Research Interest: Statistical signal processing theory and applications

More specifically,

  • Biological signal processing, biomedical imaging and modeling
  • Digital fingerprinting, Information security and Digital rights management
  • Wireless communications and networking
  • Genomic signal processing and statistics
  • Radar signal processing (target detection and tracking)

Right now, my research works mainly focus on “Biomedical signal processing, imaging and modeling” and “Multimedia security”.


  • Biomedical signal processing, imaging and modeling: There is often an essential trade-off between quality of clinical data, and the risks associated with obtaining the data. Therefore, non-invasive neurological recordings, such as positron emission tomography (PET), functional magnetic resonance imaging (fMRI), electroencephalogram (EEG), and surface electromyograph (EMG) data, draw increasing research and clinical interest in brain disease study. However, despite these great efforts, the use of such non-invasive technologies in routine clinical practice is still far away from expectation. A key reason is the insufficient accuracy and capability in information extraction of the existing data analysis and modeling approaches.

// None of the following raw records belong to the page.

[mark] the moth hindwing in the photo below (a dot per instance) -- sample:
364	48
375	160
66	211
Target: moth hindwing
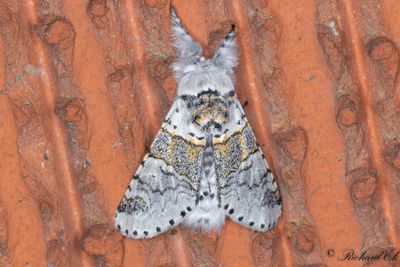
204	163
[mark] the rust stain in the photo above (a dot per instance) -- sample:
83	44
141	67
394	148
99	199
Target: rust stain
85	86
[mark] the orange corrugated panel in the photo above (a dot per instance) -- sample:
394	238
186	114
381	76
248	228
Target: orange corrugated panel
85	87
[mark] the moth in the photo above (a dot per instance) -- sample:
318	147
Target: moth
204	164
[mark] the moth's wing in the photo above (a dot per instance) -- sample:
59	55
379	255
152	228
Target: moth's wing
163	190
248	191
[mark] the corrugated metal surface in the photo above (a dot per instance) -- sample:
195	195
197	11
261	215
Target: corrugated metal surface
86	84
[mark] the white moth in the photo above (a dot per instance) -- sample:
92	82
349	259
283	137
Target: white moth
204	163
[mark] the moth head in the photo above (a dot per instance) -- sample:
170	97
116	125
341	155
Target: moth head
190	63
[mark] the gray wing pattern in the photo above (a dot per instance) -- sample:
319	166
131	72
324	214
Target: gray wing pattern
163	190
248	191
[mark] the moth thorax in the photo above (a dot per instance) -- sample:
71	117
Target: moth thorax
210	112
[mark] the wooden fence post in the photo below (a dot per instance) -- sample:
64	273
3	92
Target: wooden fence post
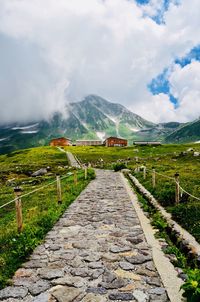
59	190
144	172
154	177
18	206
177	191
85	172
75	178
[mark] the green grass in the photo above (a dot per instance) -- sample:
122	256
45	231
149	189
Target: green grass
167	159
40	210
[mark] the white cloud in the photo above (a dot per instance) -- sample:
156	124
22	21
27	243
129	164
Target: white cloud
185	85
60	50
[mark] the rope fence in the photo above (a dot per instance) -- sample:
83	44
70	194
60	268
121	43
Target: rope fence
19	196
179	189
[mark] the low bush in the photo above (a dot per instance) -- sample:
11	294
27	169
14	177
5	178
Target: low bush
119	166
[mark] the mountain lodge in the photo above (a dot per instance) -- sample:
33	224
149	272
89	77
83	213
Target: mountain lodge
61	141
115	142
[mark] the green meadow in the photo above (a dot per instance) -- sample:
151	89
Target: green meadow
167	160
40	209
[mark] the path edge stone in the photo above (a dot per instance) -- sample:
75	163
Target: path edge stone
164	267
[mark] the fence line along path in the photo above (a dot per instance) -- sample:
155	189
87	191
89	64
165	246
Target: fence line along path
96	252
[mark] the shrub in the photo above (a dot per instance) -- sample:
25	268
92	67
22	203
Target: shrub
119	166
192	286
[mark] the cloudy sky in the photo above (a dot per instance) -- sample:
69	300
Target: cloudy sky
142	54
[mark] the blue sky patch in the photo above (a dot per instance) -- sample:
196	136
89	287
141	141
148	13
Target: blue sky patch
160	84
159	15
194	54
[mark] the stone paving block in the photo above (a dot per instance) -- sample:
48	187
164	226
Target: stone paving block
96	252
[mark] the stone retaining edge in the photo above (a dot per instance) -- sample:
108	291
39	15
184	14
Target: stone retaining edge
188	241
165	268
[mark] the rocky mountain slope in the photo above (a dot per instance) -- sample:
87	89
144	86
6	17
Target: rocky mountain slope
189	132
92	118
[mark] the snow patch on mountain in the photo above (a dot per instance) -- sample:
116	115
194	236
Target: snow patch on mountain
25	127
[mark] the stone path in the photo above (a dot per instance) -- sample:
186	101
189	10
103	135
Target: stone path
95	253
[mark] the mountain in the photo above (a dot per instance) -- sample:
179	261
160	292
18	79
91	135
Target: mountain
189	132
91	118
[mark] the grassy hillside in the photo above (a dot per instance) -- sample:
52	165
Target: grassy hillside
187	133
167	160
40	210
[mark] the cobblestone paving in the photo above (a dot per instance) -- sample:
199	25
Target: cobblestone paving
95	253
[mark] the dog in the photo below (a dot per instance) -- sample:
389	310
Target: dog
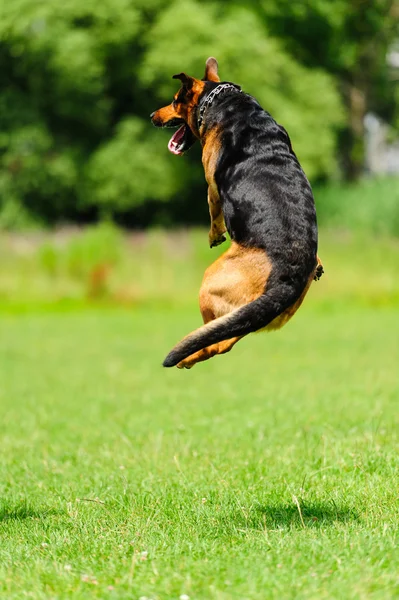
259	194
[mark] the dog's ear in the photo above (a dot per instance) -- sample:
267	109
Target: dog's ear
211	70
186	80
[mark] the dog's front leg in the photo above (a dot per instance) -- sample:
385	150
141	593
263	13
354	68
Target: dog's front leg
218	226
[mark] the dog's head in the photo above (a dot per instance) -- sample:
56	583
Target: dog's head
182	112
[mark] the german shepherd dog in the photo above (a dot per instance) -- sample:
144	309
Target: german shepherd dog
259	194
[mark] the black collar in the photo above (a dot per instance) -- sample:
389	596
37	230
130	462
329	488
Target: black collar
210	98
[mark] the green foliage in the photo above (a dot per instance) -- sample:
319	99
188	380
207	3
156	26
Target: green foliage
304	100
369	206
78	81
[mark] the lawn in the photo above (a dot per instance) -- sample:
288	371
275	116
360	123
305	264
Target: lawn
271	472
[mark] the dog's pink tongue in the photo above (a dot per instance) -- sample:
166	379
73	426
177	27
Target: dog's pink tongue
176	139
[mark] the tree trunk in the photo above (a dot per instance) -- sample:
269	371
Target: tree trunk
353	147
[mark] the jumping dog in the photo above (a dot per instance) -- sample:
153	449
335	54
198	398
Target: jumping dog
259	194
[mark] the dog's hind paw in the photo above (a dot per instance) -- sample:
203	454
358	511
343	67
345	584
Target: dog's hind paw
319	272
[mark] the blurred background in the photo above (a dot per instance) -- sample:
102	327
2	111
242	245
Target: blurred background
94	207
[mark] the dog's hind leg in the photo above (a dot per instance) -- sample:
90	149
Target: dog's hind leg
235	279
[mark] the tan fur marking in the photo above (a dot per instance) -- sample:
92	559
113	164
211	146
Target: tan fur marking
236	278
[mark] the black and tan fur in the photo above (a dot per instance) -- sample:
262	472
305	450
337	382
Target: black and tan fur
259	194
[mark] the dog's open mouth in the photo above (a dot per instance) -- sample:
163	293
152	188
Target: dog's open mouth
181	140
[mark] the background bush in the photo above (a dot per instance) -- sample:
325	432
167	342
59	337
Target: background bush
78	81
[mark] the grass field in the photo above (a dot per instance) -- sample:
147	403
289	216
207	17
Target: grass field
267	473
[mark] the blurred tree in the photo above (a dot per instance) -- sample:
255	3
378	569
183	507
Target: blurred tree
304	100
78	81
350	39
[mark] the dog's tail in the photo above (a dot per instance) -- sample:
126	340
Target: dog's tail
251	317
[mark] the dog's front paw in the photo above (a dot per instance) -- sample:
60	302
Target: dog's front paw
216	239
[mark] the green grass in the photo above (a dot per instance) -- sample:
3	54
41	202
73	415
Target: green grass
270	472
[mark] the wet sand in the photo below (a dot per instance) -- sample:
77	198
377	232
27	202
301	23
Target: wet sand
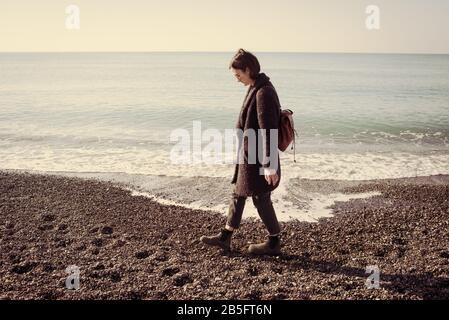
131	247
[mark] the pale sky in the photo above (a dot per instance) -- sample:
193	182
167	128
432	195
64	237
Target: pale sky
406	26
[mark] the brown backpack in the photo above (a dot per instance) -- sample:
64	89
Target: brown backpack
287	132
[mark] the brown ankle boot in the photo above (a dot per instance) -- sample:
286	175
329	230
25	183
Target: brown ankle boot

Thus, the central theme of my work has been to address this fundamental trade-off employing advanced statistical signal processing and network modeling techniques so that more relevant and accurate information can be distilled from non-invasive neurological recordings. The developed methods will be widely applicable to different brain and movement disorders. Overall my work will advance understanding of disease progression, and have potential for the translation into improved health. To follow this central theme,  we have focused on non-invasive modeling and analysis in extracting characteristic spatial-temporal signatures:
    • Computed simultaneous imaging of multiple biomarkers: The long term goal is to develop and validate novel computational methods for characterizing multiple biomarkers (e.g. tissue components with different kinetics, specific/nonspecific receptor bindings) in bio-medical imaging. We proposed an integrated scheme to estimate the kinetic parameters, reveal and quantify the spatial and temporal heterogeneity of underlying biomarkers. Both MRI and PET images will be studied.
    • EEG/EMG network analysis to monitor recovery: A fundamental obstacle in rehabilitation science is the difficulty in quantifying “recovery” after, e.g., stroke. Inter-subject variability of recovery patterns complicates the ability to derive robust measures. However, our work at UBC on exploring connectivity between EEG nodes and muscles provides a new, powerful avenue and inspires new research directions in sEMG. We believe that network analysis is suitable to monitor recovery.
    • Inferring the interactions between brain regions using fMRI, e.g. to disentangle disease effects from compensatory mechanisms:  Altered patterns of dynamic connectivity between brain regions appear to be characteristic of several diseases. For instance, many of the cognitive deficits seen in PD are the result of a functional disconnection between frontal regions and the basal ganglia. To infer connectivity between regions, we have explored different statistical and modeling approaches. The benefit of these approaches are their solid basis in statistics and information theory, and the fact that they allow the model of the electrophysiological signal to incorporate non-linear, dynamic and stochastic aspects of the underlying system in a robust way.
    • Potential non-invasive treatment in PD with virtual environments (VE): As the above research attempt to describe brain activity in a spatial-temporal domain, we are currently attempting to control brain activity with appropriate, novel stimuli using VE technology, as alternate non-invasive (i.e. non-pharmacological, non-surgical) treatments in those PD patients for whom pharmacological treatment is no longer effective or surgical therapy is inappropriate.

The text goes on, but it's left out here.